For three nights, the Professor, the Billionaire, the
General, and the Actress journeyed together.
As the Beggar had instructed them, they walked by night and slept by day
under groves of fragrant almond trees.
They shared their stories, as trekkers do, and although they would have
been unlikely friends back home, they enjoyed the companionship that binds
pilgrims along the road—except for the General and the Billionaire, who seemed
to loathe one another.
At the end of the third night, the trail arrived at the
mouth of a cave, with impassable cliffs rising up on either side. The only way forward was through the cave.
And so, despite their doubts and fears, they camped there and when the fourth
night fell, they left the darkness of the surface for the immeasurably blacker
womb-like darkness below.[i]
Just before entering the cave, they roped themselves
together, lest they lose one another in the dark. “I will go first,” announced the
Professor. “The Beggar told us that this
leg of the journey is a test of wisdom.
I have spent my whole life preparing for that test. In Plato’s cave, the prisoners glimpse only
shadows but the Philosopher sees things as they truly are.[ii] I am ready to lead the way.”

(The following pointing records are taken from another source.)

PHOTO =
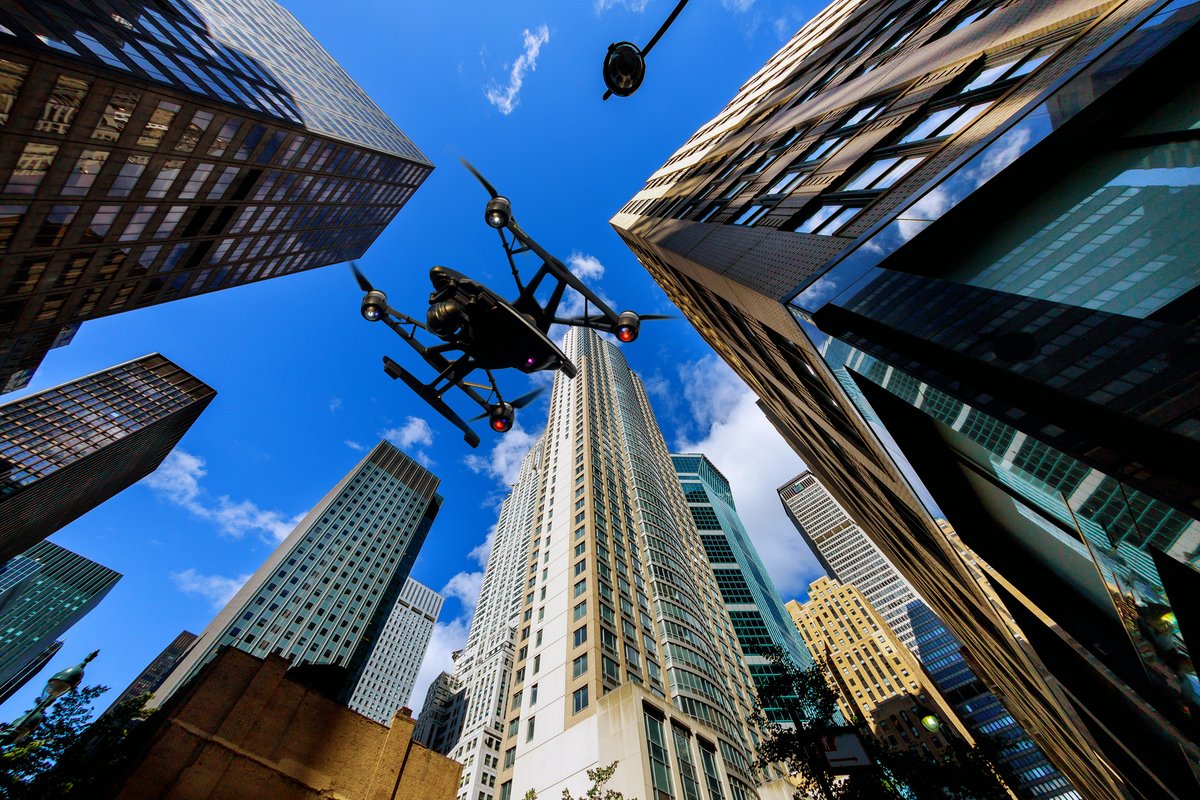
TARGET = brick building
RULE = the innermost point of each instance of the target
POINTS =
(246, 728)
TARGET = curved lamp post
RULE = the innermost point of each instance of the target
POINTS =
(624, 64)
(59, 684)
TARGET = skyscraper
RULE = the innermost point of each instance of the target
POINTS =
(53, 589)
(989, 200)
(623, 647)
(390, 672)
(876, 675)
(27, 673)
(853, 560)
(66, 450)
(156, 672)
(750, 597)
(155, 150)
(324, 596)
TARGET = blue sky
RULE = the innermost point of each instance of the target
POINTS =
(516, 88)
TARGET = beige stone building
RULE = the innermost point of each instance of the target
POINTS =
(877, 677)
(246, 728)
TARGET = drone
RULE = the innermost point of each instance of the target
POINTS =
(483, 331)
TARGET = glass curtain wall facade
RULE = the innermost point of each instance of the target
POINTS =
(156, 150)
(750, 597)
(43, 603)
(324, 595)
(67, 449)
(989, 200)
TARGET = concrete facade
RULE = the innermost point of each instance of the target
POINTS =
(244, 728)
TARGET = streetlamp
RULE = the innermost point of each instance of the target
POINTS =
(624, 62)
(59, 684)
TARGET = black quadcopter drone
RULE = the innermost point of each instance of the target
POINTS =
(489, 331)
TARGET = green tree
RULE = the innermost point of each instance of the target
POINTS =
(809, 698)
(599, 777)
(65, 757)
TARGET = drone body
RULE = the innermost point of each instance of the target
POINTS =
(490, 332)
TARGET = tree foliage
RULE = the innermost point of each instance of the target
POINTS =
(599, 777)
(807, 696)
(65, 757)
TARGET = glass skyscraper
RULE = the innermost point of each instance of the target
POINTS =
(162, 149)
(853, 559)
(989, 208)
(760, 619)
(324, 596)
(46, 590)
(67, 449)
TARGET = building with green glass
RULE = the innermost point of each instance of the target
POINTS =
(324, 597)
(755, 607)
(43, 591)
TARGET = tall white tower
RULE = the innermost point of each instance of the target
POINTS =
(621, 648)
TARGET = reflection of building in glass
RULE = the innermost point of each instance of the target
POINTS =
(45, 603)
(399, 651)
(983, 214)
(162, 150)
(156, 672)
(324, 596)
(759, 617)
(851, 558)
(876, 675)
(67, 449)
(607, 614)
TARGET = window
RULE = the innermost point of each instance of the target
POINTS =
(580, 699)
(660, 765)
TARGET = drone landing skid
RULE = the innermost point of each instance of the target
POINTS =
(431, 397)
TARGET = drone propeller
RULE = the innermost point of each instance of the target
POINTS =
(521, 402)
(601, 318)
(479, 176)
(361, 278)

This annoyed the General, who was much better at giving
orders than taking them. But he
reluctantly bowed to the Professor’s authority and experience on the task at
hand and settled for being second in command as he roped himself to her. The Billionaire immediately roped up behind
the General, leaving the Actress to bring up the rear.

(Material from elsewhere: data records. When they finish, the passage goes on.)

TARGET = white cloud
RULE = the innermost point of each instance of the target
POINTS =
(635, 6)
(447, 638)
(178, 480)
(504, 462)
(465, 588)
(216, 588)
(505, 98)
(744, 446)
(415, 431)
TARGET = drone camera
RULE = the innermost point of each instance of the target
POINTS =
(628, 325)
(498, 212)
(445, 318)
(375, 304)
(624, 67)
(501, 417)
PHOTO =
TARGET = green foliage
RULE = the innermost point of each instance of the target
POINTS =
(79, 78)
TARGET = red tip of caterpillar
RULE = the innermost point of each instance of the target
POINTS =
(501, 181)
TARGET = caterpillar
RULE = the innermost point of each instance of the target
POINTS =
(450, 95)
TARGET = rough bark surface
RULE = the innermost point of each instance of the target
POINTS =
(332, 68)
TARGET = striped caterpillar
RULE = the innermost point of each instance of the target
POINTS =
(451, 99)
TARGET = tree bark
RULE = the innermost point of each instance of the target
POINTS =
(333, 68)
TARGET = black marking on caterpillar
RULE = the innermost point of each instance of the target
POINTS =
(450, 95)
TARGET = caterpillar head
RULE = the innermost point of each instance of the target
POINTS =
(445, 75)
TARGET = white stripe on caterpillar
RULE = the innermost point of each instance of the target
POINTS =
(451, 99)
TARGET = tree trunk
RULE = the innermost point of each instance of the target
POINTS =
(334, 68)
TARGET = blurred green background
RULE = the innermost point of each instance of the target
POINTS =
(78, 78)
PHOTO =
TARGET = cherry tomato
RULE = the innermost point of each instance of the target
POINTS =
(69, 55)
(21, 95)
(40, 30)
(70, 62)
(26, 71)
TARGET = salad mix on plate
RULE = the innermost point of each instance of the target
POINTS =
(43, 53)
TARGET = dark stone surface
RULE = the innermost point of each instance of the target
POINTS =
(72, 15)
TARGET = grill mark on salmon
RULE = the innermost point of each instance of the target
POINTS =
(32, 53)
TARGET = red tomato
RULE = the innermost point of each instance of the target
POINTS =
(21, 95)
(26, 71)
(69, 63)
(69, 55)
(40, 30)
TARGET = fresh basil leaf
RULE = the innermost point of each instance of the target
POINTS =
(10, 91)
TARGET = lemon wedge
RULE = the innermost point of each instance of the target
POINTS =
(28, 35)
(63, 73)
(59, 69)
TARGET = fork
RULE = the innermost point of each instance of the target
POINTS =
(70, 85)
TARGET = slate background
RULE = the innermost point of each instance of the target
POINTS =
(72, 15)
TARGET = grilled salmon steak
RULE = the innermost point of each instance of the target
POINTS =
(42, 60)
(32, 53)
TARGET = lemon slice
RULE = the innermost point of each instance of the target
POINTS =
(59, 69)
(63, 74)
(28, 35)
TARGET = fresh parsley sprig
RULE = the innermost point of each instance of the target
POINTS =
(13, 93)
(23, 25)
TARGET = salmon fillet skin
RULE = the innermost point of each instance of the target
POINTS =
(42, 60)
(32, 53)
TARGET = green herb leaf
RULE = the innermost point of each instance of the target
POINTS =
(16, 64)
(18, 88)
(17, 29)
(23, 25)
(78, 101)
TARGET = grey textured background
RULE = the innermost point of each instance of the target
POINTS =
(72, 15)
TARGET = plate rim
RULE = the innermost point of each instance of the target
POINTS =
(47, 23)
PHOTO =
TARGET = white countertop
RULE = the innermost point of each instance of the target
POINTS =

Bound together like this, they descended. The darkness, so oppressively thick you could
almost touch it, spawned a sense of dread.

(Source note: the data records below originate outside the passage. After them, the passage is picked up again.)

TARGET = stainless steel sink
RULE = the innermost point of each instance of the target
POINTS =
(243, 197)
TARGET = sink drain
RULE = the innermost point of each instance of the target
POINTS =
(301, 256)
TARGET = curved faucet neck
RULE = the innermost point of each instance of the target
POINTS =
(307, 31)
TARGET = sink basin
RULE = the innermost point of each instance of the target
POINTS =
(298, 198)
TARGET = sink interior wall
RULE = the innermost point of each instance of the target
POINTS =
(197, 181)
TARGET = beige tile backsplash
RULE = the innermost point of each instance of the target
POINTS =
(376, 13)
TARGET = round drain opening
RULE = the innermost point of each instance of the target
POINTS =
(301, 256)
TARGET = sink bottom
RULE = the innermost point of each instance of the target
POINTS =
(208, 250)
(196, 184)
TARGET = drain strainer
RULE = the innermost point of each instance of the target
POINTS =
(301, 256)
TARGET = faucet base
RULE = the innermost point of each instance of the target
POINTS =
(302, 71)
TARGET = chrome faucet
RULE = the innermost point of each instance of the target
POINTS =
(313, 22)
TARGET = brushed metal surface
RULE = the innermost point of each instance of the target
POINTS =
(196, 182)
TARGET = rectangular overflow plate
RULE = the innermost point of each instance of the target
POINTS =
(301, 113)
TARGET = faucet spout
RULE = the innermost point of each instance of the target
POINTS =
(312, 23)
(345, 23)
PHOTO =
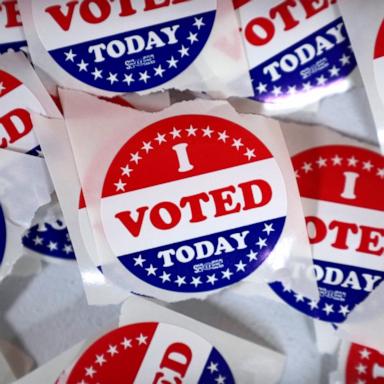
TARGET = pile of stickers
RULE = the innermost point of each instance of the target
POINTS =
(136, 140)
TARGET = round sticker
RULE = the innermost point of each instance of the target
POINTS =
(11, 31)
(50, 239)
(378, 63)
(3, 236)
(15, 122)
(364, 366)
(151, 353)
(193, 203)
(340, 187)
(123, 46)
(296, 49)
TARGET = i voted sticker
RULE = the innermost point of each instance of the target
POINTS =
(364, 366)
(340, 187)
(16, 129)
(294, 47)
(193, 203)
(151, 353)
(378, 63)
(11, 30)
(50, 239)
(124, 46)
(3, 236)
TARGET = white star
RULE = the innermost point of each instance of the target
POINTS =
(139, 261)
(292, 90)
(226, 274)
(321, 162)
(334, 71)
(261, 88)
(307, 86)
(237, 143)
(67, 248)
(183, 51)
(380, 172)
(207, 132)
(336, 160)
(299, 297)
(120, 186)
(69, 56)
(142, 339)
(328, 308)
(352, 161)
(307, 167)
(146, 146)
(367, 165)
(192, 37)
(364, 353)
(211, 279)
(52, 246)
(128, 79)
(144, 76)
(220, 379)
(159, 71)
(38, 240)
(268, 228)
(261, 243)
(112, 78)
(126, 171)
(361, 368)
(112, 350)
(276, 91)
(196, 281)
(344, 310)
(165, 277)
(160, 138)
(198, 23)
(345, 59)
(213, 367)
(90, 371)
(172, 63)
(313, 304)
(223, 136)
(135, 157)
(321, 80)
(151, 270)
(180, 280)
(252, 255)
(126, 343)
(191, 131)
(100, 359)
(83, 66)
(250, 153)
(97, 74)
(240, 266)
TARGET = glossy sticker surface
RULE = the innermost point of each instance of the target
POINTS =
(183, 220)
(364, 365)
(340, 187)
(151, 353)
(11, 30)
(124, 46)
(294, 47)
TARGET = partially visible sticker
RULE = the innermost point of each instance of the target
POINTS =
(182, 220)
(124, 47)
(340, 187)
(50, 239)
(151, 353)
(11, 29)
(16, 129)
(294, 48)
(364, 365)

They heard the hiss of water moving constantly behind the rocky walls
and repeatedly tried to move toward it, but it never drew closer.[iii] Otherwise, the sensory deprivation was soul-
crushing. Minutes became hours became
days—in the absence of dawn and dusk, their instructions to travel by night
became moot and they lost all sense of time.
Eventually, the General, the Billionaire and the Actress
began to suspect they were getting nowhere.
They questioned the Professor, but she would not listen to a word they
said. “We are not lost,” she
insisted. “Wisdom demands patience. I trust my life’s learning, and you must
trust me. This is a trial of wisdom; I
will find the way.”
But she didn’t. She talked about it incessantly, quoting
philosophers from Aristotle to Zeno as she prodded the travelers onward. Yet her accrued knowledge offered no
illumination, no direction, no comfort.
Finally the General rebelled: “Enough of your empty
words! Your academic prattle is leading
us nowhere. You want wisdom? Then heed the lessons I have learned in the
real world, in the crucible of war: wisdom means taking strong, decisive action. Perhaps that is why the Beggar
gave me a hammer.” He pulled the tool
out of his pack and started to pound away at the cold, confining stone walls.
The others panicked.
“What are you doing?” demanded the Billionaire. “You are going to bury us alive!”
“That’s a real risk,” admitted the General, “but at least we
stand a chance if we try to blast ourselves out of here. Better to take that risk than to rot away in
this infernal darkness while she blathers on.
Sometimes wisdom lies in choosing the lesser evil.[iv]
“Ah,” said the Professor, with resentful sarcasm, “It takes
a wise man to philosophize with a hammer.”[v]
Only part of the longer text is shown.